New therapeutic modalities and new approaches to evidence generation may promote the acceptability of non-randomised data in regulatory decision making.

1 Introduction

The randomised controlled trial (RCT) has been considered for a long time as the gold standard for evidence generation to support regulatory decision making for medicines [1,2,3,4]. However, randomisation involves an ethical dilemma that is centred around the conflicting roles of the physician as a ‘healer’ or ‘investigator’ [5, 6]. The physician as a ‘healer’ has an obligation to provide patients with care consistent with professional standards and this appears to conflict with an ‘investigator’ leaving the treatment choice to chance as required by a randomisation procedure. The ethical justification for the RCT that has gained widespread acceptance came with the notion of equipoise, or more specifically ‘clinical equipoise’ [7]. According to Freedman’s formulation, clinical equipoise exists when “there is no consensus within the expert clinical community about the comparative merits of the alternatives to be tested.” Proponents of this principle maintain that, if clinical equipoise exists, no participant in an RCT is knowingly given inferior treatment [8]. The relevance of equipoise as an ethical justification for randomisation has been criticised in recent years [6, 8].

The prominent place of the RCT in the evidence generation ‘toolbox’ is also being challenged by innovations in at least two areas [3]. First, the RCT may be unsuitable for evaluating new treatment modalities such as precision medicine or gene and cell therapies, the latter often referred to as Advanced Therapeutic Medicinal Products (ATMPs) [9,10,11,12,13]. Second, alternative approaches to evidence generation represent another area where innovation may have implications for the relevance of the RCT [14,15,16,17,18]. Against the backdrop of the criticism of the equipoise principle and some recent therapeutic and data analytical innovations, the aim of this article is to explore the current standing of the RCT from a regulatory perspective.

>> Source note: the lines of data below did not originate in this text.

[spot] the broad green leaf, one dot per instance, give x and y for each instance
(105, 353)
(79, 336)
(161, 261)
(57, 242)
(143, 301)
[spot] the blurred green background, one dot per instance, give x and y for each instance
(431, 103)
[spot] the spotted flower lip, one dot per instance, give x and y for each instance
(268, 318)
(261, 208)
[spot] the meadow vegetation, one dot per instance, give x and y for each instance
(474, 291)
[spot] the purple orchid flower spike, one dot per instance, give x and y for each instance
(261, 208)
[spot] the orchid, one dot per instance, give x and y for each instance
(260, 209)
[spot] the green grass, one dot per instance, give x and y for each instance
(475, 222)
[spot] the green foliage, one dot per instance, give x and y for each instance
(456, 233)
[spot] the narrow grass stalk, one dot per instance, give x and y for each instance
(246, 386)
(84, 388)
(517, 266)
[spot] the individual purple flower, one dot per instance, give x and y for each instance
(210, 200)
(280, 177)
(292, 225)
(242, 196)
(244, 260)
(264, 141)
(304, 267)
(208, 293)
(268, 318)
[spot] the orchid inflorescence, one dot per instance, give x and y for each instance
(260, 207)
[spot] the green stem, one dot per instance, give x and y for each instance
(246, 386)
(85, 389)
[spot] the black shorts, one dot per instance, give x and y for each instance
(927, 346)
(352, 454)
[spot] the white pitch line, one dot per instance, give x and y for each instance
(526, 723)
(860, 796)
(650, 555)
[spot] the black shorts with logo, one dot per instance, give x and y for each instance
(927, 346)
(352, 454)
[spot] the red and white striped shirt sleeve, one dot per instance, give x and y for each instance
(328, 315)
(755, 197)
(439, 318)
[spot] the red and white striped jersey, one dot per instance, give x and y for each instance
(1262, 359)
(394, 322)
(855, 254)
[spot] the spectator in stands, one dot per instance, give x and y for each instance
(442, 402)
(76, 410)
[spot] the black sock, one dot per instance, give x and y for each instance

2 The Evolution of the Randomised Controlled Trial

Regulatory decision making for medicines has a public health perspective and for its proper functioning robust evidence is pivotal for evaluating causal relationships between medicinal products and health outcomes [19]. Although there is some flexibility, the preferred source of evidence for favourable outcomes is often the RCT [2]. The strength of randomisation is that it likely balances known and unknown confounding factors across experimental treatment groups thereby making them similar at the start of the trial [1, 3, 4]. Therefore, differences in outcomes can with high confidence be attributed to the assigned interventions.

The publication in 1948 of the British Medical Research Council’s trial of streptomycin in patients with pulmonary tuberculosis is often cited as the first published RCT [20]. Although the uptake of this study design initially was slow, it successively established itself as the best means to assess the efficacy of an intervention [21]. Early on, RCTs primarily evaluated interventions in infectious disease and these trials assessed large treatment effects in patients at high risk of clinically important outcomes. Hence, the number of patients included in these trials could be kept low. Later, as RCTs evaluated interventions aiming to prevent rare events or having moderate but clinically important effects, the sample sizes of the RCTs grew considerably.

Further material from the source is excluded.